Some 83% of US marketers report that their company is doing more to provide accessibility in digital marketing than in the past, according to survey results from Capterra. Moreover, almost 7 in 10 believe that providing such features is important in order to execute successful campaigns, per the research.
Despite this, common demographic variables age (66%) and gender (51%) continue to be the main attributes that companies take into account when marketing to consumers, closely followed by education (48%). Physical ability is further down the list, cited by around one-third (35%) of respondents.
Virtually all marketers surveyed said that their digital content provides some type of accessibility feature. Visual accessibility features – such as enlargement, screen-reader compatibility, color adjustments, high contrast – are most prevalent, offered by two-thirds (66%) of respondents. Others provided by a majority include hearing (e.g. captioning, amplification, sign language translation – 56%), speaking (e.g. text-to-speech, speech recognition – 55%), and cognitive (e.g. easy-to-read format, dyslexia fonts – 53%). Each of these features is rated as very or somewhat effective by at least 7 in 10 marketers who are using them.
Marketers don’t appear to be too familiar with disability compliance laws, though, according to the report. Half believe there is no US law requiring federal government websites to be safe and accessible for people with disabilities, although such a law exists. Although fewer believe there isn’t a law prohibiting discrimination based on disability (of which there is one, The Americans with Disabilities Act), more than 4 in 10 are not aware of it. Finally, 83% of marketers believe that businesses that don’t adhere to Web Content Accessibility Guidelines (WCAG) can be fined, although there is no fine.
Interestingly, compliance sits at the bottom of the perceived benefits of accessible digital marketing.
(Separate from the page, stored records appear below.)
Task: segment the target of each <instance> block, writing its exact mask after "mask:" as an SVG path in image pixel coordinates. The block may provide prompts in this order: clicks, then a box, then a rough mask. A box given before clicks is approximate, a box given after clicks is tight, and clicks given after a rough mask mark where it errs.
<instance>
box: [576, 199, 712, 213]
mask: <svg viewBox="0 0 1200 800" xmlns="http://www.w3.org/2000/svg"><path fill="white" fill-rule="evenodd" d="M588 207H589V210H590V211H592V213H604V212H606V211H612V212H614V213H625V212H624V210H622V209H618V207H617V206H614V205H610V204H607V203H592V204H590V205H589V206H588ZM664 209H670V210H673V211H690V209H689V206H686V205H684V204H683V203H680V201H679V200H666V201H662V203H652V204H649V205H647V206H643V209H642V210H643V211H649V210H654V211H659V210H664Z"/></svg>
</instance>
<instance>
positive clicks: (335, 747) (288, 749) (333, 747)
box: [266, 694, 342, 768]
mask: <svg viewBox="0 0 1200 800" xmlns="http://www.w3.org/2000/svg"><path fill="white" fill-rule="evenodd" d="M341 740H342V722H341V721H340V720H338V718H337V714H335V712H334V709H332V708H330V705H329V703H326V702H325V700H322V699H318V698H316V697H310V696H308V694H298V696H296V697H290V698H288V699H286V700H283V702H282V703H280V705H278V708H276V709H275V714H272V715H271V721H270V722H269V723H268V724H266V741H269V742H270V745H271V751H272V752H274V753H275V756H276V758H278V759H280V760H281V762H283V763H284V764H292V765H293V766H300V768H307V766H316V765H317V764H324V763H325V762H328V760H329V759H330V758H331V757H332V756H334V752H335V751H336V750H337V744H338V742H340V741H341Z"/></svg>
Among those that provide accessibility features in digital marketing content, improved customer service is considered by most to be a top-3 benefit (53%), followed by improved customer loyalty or retention (44%). Fewer than 1 in 5 (18%) said that a top-3 benefit is minimized legal risk.
Marketers may want to pay more attention to legal risk, though: research released in 2019 found that the number of lawsuits pertaining to website accessibility in the US had more than doubled between 2015 (4,789) and 2018 (10,165).
- The biggest challenge marketers face with implementing accessible digital marketing is the cost, or obtaining funding.
- Respondents point to social media as the most difficult platform in which to provide accessibility.
- Education or accessibility training is the top option that would motivate companies to be more proactive in improving accessibility to digital marketing content.
- The Diversity & Inclusion team or council is most commonly cited as the primary driver of accessibility programs.
About the Data: The results are based on a July 2022 survey of 428 U.S. marketers. “Respondents were screened to work full-time in marketing, advertising, customer service, HR/finance, sales, or IT departments and have some level of involvement in marketing-related activities. A subset of 401 respondents indicated that their company currently offers accessibility features within their current digital marketing content.”